12:50 Subo un momento a la segunda planta mientras la gente abandona el edificio. Izquierdo ha terminado el mural. Podría ser una propuesta para un nuevo escudo de la ciudad. Sobre tres
enormes fósforos guerrerianos se levanta una instalación en forma de triángulo. Los ángulos de la base son dos granadas. El cisne se acomoda sobre el izquierdo y lanza su cabeza sobre el centro de la imagen, un busto que es un estómago, donde el animal hunde su cara. Bajo el estómago, sosteniéndolo, hay dos formas que recuerdan el cuadro Súplica de Guerrero. La sangre llega hasta la granada del
ángulo derecho. Vísceras y tripas que salen del cisne o del estómago se enrollan como la hiedra en los fósforos. «Está de puta madre», dice una joven con coletas a un hombre con gafas que se mesa el mentón. No sé si está de acuerdo (yo sí), pero en todo caso, parece que él lo habría expresado de otro modo.

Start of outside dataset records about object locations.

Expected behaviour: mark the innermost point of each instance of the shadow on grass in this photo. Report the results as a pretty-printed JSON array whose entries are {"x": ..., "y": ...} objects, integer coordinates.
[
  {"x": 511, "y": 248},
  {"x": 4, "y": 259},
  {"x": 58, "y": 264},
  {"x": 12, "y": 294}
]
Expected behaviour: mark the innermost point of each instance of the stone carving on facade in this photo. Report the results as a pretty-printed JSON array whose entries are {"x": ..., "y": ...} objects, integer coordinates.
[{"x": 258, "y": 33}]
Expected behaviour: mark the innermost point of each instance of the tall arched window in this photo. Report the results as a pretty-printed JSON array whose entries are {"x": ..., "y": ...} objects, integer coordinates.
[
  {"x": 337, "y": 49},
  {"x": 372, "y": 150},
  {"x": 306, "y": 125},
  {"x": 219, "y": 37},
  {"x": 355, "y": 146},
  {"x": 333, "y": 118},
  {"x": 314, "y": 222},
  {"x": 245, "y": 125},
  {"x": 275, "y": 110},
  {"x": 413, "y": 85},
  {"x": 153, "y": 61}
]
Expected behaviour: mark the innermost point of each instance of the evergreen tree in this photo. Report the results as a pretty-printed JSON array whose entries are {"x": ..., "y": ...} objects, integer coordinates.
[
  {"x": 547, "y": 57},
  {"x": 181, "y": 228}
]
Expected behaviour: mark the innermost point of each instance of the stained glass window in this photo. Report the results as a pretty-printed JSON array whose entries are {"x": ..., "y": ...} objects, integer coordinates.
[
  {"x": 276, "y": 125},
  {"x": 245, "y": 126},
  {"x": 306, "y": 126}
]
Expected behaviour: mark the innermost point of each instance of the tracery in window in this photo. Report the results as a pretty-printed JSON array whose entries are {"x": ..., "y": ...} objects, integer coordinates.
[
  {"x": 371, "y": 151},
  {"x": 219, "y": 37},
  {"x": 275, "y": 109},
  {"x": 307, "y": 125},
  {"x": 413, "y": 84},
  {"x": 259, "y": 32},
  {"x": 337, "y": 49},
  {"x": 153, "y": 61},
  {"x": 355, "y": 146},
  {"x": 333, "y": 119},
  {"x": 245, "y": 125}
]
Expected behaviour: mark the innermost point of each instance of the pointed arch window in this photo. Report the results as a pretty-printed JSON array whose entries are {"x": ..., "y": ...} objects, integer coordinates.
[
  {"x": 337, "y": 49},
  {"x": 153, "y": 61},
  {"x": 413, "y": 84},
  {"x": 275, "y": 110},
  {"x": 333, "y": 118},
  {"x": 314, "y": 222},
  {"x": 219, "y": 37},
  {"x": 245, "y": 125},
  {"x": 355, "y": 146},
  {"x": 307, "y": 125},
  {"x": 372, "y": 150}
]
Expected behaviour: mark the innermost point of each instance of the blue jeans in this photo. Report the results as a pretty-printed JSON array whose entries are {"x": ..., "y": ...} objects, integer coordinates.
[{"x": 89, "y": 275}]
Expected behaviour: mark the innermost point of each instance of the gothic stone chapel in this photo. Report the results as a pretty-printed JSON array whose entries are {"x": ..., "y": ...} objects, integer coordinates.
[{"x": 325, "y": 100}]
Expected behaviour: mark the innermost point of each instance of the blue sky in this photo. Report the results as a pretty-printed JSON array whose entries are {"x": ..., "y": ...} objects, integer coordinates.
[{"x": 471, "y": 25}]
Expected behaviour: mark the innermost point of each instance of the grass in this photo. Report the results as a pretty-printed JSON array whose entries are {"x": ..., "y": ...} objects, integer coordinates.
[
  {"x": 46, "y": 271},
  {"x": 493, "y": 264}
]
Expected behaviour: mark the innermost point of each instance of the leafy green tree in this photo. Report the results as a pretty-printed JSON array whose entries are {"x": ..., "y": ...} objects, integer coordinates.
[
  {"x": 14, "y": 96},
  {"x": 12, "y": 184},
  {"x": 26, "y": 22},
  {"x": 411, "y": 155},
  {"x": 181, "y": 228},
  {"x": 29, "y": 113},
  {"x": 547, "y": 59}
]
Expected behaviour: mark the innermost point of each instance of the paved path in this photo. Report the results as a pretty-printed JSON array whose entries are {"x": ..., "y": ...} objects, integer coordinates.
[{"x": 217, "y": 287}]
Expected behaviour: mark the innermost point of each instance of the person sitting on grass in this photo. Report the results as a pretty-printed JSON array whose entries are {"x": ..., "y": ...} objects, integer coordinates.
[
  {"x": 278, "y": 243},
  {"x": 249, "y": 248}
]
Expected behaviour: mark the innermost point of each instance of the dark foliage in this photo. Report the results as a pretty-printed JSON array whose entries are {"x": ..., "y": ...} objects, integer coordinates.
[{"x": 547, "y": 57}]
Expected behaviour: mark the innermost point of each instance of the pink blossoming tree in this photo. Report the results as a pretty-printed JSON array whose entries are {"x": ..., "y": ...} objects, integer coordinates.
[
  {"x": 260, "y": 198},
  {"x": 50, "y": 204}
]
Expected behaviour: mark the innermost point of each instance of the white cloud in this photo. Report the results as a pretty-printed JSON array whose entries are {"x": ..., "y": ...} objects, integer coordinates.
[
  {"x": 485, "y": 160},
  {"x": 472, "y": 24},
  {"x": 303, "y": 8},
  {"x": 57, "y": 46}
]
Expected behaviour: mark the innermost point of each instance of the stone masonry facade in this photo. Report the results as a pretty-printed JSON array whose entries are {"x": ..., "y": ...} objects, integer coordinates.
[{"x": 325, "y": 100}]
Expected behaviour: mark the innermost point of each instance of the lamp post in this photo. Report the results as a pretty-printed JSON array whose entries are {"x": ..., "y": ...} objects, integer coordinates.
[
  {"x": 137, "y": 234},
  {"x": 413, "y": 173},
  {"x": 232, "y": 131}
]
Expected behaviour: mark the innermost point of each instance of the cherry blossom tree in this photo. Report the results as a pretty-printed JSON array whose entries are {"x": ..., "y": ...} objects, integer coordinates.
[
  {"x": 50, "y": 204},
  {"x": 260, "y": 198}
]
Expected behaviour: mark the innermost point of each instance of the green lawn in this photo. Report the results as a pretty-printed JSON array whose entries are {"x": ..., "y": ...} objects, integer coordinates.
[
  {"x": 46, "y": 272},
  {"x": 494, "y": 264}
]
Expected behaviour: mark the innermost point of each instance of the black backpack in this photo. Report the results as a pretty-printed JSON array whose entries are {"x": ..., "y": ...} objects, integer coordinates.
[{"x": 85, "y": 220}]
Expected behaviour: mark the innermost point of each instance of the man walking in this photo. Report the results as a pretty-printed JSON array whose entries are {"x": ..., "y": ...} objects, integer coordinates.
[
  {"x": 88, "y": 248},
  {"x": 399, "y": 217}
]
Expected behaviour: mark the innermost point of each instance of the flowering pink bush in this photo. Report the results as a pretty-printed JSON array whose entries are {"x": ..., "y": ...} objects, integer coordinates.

01:05 Salimos a fumar y ya sí, a por la cerveza. Es la una de la mañana. Por un instante me acuerdo de nuestro particular dios de la economía porque esta mañana he estado hablando con un asesor fiscal sobre mi condición de autónomo. Me lo ha pintado todo tan negro que, súbitamente, y como por inmanencia, integro la roedora apostura del gran funcionario en el recuerdo de la velada artística. En parte, quizá por contraste: todo lo que he visto y he oído esta noche ha sido gratis.
Para las más de setecientas personas que hemos pasado por el Guerrero a lo largo de estas seis horas ha vuelto a quedar claro una vez más que este es el lugar de encuentro con cualquier visión del arte, y lo más importante, el espacio donde los ciudadanos se reapropian de lo que siempre fue suyo: el acontecimiento público. Solo queda dar las gracias al museo por abrir las puertas como lo hace, y hasta tan tarde. Y a Antonio Collados y Sonsoles Pizarro, por haber diseñado la noche. Y a la borrasca, por apartarse un poco de Gran Vía ahora que empiezo a recorrerla.